By default, the AWS CLI uses SSL when communicating with AWS services. For each SSL connection, the AWS CLI will verify SSL certificates. This option overrides the default behavior of verifying SSL certificates.

--no-paginate (boolean)

Disable automatic pagination.

--output (string)

The formatting style for command output.

  • json
  • text
  • table

--query (string)

A JMESPath query to use in filtering the response data.

--profile (string)

Use a specific profile from your credential file.

--region (string)

The region to use. Overrides config/env settings.

--version (string)

Display the version of this tool.

--color (string)

Turn on/off color output.

  • on
  • off
  • auto

--no-sign-request (boolean)

Do not sign requests. Credentials will not be loaded if this argument is provided.

--ca-bundle (string)

The CA certificate bundle to use when verifying SSL certificates. Overrides config/env settings.

--cli-read-timeout (int)

The maximum socket read time in seconds. If the value is set to 0, the socket read will be blocking and not timeout. The default value is 60 seconds.

--cli-connect-timeout (int)

The maximum socket connect time in seconds. If the value is set to 0, the socket connect will be blocking and not timeout. The default value is 60 seconds.

Examples

Note

To use the following examples, you must have the AWS CLI installed and configured. See the Getting started guide in the AWS CLI User Guide for more information.

Unless otherwise stated, all examples have unix-like quotation rules. These examples will need to be adapted to your terminal's quoting rules. See Using quotation marks with strings in the AWS CLI User Guide .

To create a custom entity recognizer

The following create-entity-recognizer example begins the training process for a custom entity recognizer model. This example uses a CSV file containing training documents, raw_text.csv, and a CSV entity list, entity_list.csv to train the model. entity-list.csv contains the following columns: text and type.

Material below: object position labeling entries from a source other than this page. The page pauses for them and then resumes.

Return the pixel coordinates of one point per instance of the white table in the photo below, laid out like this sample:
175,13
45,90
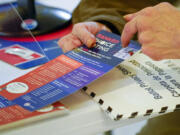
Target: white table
85,118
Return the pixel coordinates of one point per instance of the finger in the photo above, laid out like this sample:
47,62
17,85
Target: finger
146,11
128,32
84,35
69,42
129,17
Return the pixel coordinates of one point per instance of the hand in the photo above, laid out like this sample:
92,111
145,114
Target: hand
158,30
82,33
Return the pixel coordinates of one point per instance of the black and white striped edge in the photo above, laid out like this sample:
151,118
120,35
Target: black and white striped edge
133,114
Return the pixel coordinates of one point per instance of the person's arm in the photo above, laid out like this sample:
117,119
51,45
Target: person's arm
158,31
108,12
91,16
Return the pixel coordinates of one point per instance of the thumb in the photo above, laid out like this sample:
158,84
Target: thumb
84,35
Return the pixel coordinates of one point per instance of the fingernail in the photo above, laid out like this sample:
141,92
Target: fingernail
127,16
89,42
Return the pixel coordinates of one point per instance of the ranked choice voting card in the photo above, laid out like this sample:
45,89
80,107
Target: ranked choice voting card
67,73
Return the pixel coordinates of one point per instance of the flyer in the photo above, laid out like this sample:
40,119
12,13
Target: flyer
14,114
28,52
67,73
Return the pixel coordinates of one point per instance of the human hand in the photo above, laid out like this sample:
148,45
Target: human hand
158,30
82,33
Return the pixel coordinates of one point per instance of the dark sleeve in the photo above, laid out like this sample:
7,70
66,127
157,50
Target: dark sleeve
108,12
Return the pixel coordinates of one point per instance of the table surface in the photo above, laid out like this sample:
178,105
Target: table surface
85,117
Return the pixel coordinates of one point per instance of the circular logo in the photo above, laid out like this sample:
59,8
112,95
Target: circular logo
29,24
17,87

aws comprehend create-entity-recognizer \
    --recognizer-name example-entity-recognizer
    --data-access-role-arn arn:aws:iam::111122223333:role/service-role/AmazonComprehendServiceRole-example-role \
    --input-data-config "EntityTypes=[{Type=DEVICE}],Documents={S3Uri=s3://DOC-EXAMPLE-BUCKET/trainingdata/raw_text.csv},EntityList={S3Uri=s3://DOC-EXAMPLE-BUCKET/trainingdata/entity_list.csv}"
    --language-code en

Output:

{
    "EntityRecognizerArn": "arn:aws:comprehend:us-west-2:111122223333:example-entity-recognizer/entityrecognizer1"
}

For more information, see Custom entity recognition in the Amazon Comprehend Developer Guide.

Output

EntityRecognizerArn -> (string)

The Amazon Resource Name (ARN) that identifies the entity recognizer.